The Empire Beauty School was allocated the most coronavirus funds (nearly $18 million) even though the school admits to charging up to $22,100 in tuition and fees – exceeding the in-state tuition costs of all Big Ten universities except Northwestern. It's a 35-40 week program and graduates are qualified to cut hair, manicure nails, and do massage therapy.
Empire Beauty did not respond to our request for comment.
Other non-traditional colleges were allocated money, including a professional golf college ($84,000); two schools of wooden boat building ($107,000); and a bartending and gambling school ($558,000). Twenty-four art academies collected a combined $29 million.
#5. Red states vs. blue states: Our auditors found that colleges and universities located in the thirty states that voted for President Trump in 2016 were allocated $6.8 billion. Institutions located in states that did not vote for Trump were allocated $5.4 billion.
Those summary numbers obscure the fact that the blue states were allocated more money on average than the red states, $270 million vs. $222 million. This is because blue states had more higher ed institutions than the red states. In the twenty blue states, there were 2,155 institutions allocated aid (an average of 108 schools per state). The thirty red states had 2,853 institutions (an average of 95 schools per state).

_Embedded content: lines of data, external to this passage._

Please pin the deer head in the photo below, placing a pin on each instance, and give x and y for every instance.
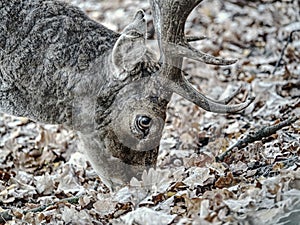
(136, 120)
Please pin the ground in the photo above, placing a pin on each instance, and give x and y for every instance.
(45, 179)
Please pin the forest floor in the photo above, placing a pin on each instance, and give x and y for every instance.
(44, 179)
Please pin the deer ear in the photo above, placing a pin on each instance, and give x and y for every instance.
(130, 47)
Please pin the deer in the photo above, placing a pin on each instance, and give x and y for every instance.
(58, 66)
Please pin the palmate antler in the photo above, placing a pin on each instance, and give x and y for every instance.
(169, 19)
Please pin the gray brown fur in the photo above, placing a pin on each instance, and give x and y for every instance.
(56, 66)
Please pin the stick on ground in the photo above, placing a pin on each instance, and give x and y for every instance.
(258, 135)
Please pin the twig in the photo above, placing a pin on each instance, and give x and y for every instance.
(195, 38)
(71, 200)
(258, 135)
(290, 40)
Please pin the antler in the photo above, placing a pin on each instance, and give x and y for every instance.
(169, 19)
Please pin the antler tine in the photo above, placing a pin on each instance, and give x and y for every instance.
(186, 90)
(169, 19)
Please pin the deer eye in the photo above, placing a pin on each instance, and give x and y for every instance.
(143, 123)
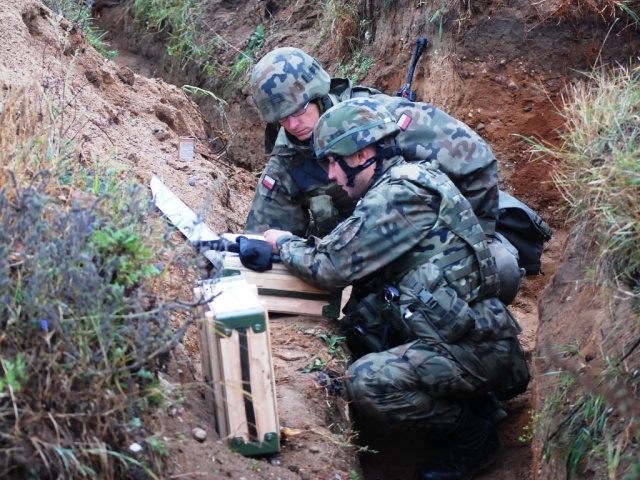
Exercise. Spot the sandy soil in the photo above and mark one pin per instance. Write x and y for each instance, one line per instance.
(504, 75)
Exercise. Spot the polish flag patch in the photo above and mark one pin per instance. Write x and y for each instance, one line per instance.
(404, 121)
(269, 182)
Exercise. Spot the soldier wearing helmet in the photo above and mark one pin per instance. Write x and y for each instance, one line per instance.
(439, 338)
(291, 90)
(294, 193)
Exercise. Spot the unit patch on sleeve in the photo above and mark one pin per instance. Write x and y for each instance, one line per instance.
(404, 121)
(269, 182)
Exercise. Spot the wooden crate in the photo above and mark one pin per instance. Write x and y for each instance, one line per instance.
(282, 292)
(237, 365)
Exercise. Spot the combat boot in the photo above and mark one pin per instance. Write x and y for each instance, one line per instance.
(471, 446)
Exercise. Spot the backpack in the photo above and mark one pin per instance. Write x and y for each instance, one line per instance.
(526, 231)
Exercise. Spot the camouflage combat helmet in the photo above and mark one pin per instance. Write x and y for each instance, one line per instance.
(352, 125)
(285, 80)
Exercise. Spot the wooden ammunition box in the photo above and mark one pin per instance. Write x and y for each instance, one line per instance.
(282, 292)
(237, 365)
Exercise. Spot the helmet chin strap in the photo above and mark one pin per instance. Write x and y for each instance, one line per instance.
(351, 172)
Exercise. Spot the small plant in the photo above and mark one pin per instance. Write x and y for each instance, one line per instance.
(317, 365)
(357, 69)
(332, 342)
(80, 14)
(82, 336)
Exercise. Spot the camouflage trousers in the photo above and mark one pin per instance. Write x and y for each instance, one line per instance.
(422, 384)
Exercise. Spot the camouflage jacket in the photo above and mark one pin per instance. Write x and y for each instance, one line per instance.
(407, 233)
(292, 178)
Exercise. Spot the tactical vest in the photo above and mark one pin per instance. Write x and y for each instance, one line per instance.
(472, 280)
(327, 202)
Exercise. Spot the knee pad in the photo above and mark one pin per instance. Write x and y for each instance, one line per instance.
(509, 271)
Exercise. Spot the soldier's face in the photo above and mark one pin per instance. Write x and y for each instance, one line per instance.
(361, 180)
(301, 126)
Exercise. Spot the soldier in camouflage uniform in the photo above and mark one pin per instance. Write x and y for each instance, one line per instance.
(294, 192)
(441, 338)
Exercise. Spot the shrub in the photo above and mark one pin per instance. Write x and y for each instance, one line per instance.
(82, 336)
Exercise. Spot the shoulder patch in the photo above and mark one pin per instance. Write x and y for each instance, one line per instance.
(404, 121)
(268, 182)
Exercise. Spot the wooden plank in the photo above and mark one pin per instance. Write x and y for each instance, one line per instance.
(263, 387)
(217, 391)
(278, 279)
(233, 350)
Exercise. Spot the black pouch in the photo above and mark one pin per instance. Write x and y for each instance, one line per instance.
(517, 379)
(255, 254)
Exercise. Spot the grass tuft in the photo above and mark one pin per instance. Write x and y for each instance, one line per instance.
(82, 336)
(599, 172)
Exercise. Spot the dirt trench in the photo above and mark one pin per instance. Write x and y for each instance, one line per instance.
(504, 75)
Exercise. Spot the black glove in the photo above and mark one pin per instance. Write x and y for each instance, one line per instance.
(255, 254)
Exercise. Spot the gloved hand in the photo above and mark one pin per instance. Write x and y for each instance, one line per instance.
(255, 254)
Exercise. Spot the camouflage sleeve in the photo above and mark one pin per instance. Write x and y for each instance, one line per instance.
(274, 204)
(383, 227)
(467, 159)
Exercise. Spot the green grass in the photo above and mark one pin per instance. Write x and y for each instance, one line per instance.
(599, 171)
(82, 333)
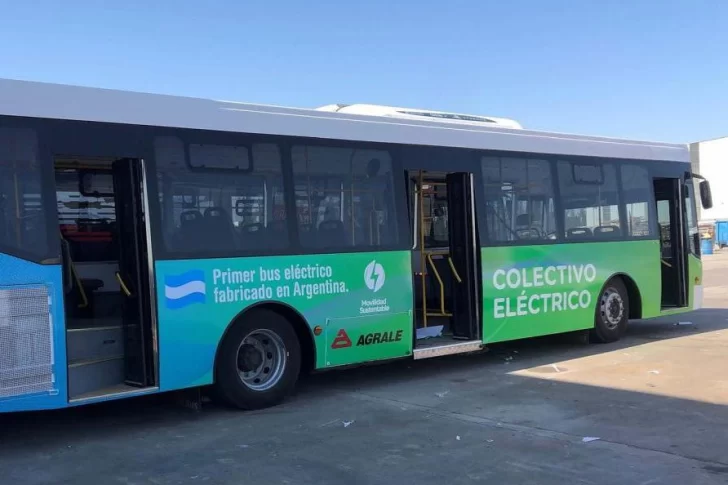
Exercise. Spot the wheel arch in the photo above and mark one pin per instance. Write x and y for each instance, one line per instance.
(633, 293)
(297, 321)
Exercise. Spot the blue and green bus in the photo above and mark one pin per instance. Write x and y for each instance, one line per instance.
(151, 243)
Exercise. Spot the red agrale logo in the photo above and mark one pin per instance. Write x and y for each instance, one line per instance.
(341, 341)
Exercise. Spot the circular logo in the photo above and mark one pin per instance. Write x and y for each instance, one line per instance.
(374, 276)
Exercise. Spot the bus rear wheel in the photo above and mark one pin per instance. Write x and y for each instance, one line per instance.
(612, 313)
(259, 361)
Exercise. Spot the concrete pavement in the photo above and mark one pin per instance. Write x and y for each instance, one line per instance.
(657, 401)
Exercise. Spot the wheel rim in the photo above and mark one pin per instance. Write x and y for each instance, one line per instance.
(612, 308)
(261, 359)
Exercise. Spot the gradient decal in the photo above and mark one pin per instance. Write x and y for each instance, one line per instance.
(539, 290)
(184, 289)
(362, 302)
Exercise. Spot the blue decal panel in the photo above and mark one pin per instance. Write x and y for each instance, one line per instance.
(184, 289)
(18, 274)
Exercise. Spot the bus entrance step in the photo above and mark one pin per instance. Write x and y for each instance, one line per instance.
(448, 349)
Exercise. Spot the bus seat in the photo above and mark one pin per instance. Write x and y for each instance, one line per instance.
(277, 234)
(331, 233)
(579, 233)
(191, 233)
(219, 229)
(306, 234)
(607, 231)
(254, 236)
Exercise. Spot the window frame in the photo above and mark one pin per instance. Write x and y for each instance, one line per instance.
(285, 146)
(486, 239)
(46, 179)
(400, 201)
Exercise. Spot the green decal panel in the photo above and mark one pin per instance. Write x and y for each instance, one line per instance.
(361, 302)
(539, 290)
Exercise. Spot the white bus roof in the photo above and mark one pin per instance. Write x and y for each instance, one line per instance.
(55, 101)
(421, 114)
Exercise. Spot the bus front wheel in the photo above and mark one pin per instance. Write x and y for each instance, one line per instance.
(612, 313)
(259, 361)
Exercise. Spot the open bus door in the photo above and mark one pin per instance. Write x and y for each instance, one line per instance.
(464, 256)
(671, 217)
(133, 274)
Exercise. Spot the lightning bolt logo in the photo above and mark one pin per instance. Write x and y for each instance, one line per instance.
(374, 276)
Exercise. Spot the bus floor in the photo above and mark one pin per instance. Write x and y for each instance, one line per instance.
(95, 351)
(436, 339)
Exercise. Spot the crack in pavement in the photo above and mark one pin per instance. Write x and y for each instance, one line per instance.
(532, 430)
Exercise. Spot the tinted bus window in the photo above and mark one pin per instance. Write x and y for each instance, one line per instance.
(590, 198)
(226, 200)
(519, 199)
(23, 221)
(636, 191)
(344, 197)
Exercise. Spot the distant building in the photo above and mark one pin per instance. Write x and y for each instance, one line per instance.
(710, 159)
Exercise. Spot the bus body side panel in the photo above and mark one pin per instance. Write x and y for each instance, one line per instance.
(363, 303)
(530, 291)
(695, 290)
(32, 336)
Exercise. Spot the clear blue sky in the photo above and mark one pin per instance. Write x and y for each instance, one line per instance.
(654, 69)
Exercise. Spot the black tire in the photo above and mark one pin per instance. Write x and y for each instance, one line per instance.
(611, 314)
(229, 384)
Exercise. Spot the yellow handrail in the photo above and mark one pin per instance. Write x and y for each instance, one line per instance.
(122, 285)
(454, 271)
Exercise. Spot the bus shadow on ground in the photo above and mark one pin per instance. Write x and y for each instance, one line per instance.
(68, 428)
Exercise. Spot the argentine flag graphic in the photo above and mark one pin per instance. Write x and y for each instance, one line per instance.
(184, 289)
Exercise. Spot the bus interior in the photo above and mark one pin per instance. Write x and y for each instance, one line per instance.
(106, 286)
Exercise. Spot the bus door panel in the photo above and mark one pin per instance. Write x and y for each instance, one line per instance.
(672, 227)
(464, 256)
(133, 274)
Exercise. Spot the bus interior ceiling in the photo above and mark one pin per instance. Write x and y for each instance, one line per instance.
(434, 275)
(90, 249)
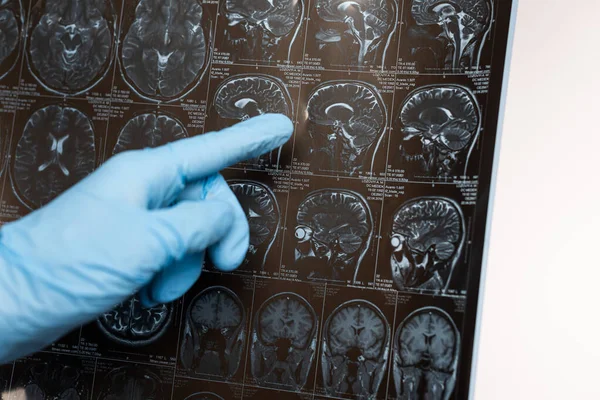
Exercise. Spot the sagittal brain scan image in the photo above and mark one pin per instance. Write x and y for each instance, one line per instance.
(165, 51)
(214, 334)
(132, 383)
(426, 352)
(71, 45)
(284, 342)
(149, 130)
(346, 123)
(56, 150)
(356, 32)
(51, 381)
(204, 396)
(262, 30)
(262, 211)
(449, 35)
(439, 127)
(333, 233)
(356, 340)
(132, 324)
(245, 96)
(427, 238)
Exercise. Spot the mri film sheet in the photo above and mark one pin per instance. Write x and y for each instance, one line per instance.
(363, 271)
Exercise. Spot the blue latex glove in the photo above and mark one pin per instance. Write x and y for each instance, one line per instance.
(141, 222)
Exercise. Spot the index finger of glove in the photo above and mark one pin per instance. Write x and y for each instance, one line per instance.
(155, 177)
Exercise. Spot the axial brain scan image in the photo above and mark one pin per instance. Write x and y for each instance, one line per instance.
(164, 52)
(71, 45)
(426, 350)
(57, 150)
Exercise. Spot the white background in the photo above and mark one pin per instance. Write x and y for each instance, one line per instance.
(540, 332)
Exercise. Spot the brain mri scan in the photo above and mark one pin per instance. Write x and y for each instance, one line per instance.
(346, 123)
(149, 130)
(51, 380)
(249, 95)
(204, 396)
(164, 53)
(356, 340)
(262, 211)
(333, 233)
(132, 383)
(72, 44)
(439, 127)
(262, 30)
(426, 352)
(214, 334)
(427, 238)
(56, 150)
(355, 32)
(11, 25)
(284, 342)
(132, 324)
(449, 34)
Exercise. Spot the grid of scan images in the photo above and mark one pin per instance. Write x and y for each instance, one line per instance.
(362, 277)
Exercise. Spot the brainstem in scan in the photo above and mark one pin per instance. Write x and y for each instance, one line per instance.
(71, 43)
(55, 151)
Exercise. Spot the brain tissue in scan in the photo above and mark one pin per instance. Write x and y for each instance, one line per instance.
(71, 46)
(57, 150)
(426, 349)
(164, 52)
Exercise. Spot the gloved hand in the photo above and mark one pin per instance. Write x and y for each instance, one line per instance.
(141, 222)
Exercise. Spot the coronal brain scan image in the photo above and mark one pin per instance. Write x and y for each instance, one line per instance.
(346, 123)
(51, 380)
(333, 232)
(204, 396)
(260, 29)
(426, 351)
(284, 342)
(56, 150)
(132, 324)
(71, 46)
(356, 340)
(262, 211)
(165, 51)
(245, 96)
(439, 127)
(427, 238)
(449, 34)
(132, 383)
(214, 334)
(355, 32)
(149, 130)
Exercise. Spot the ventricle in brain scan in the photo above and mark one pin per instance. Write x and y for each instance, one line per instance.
(426, 352)
(450, 33)
(132, 324)
(347, 120)
(262, 211)
(427, 238)
(249, 95)
(71, 44)
(333, 233)
(356, 32)
(439, 126)
(149, 130)
(164, 53)
(356, 340)
(214, 334)
(51, 380)
(132, 383)
(257, 29)
(284, 342)
(56, 150)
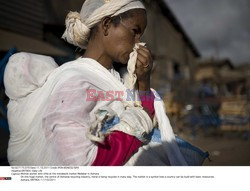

The rest of the aid, approximately $389 million, was allocated to the 128 institutions located in Washington, D.C., or U.S. territories, i.e. Puerto Rico, Guam, etc.
So, who was not allocated coronavirus bailout money?
There are sixteen U.S. colleges and universities that do not accept federal money. The most prominent are Hillsdale College in Michigan, Grove City College in Pennsylvania, and Patrick Henry College in Virginia.
In February, our team audited Hillsdale’s assertion of no federal funding and found their statements 100 percent true. Hillsdale has never taken any aid directly from the federal government. This has allowed the college to operate without government interference and with maximum institutional independence.
None of the sixteen colleges were allocated any coronavirus bailout money, either. These schools decided long ago to pay their own way.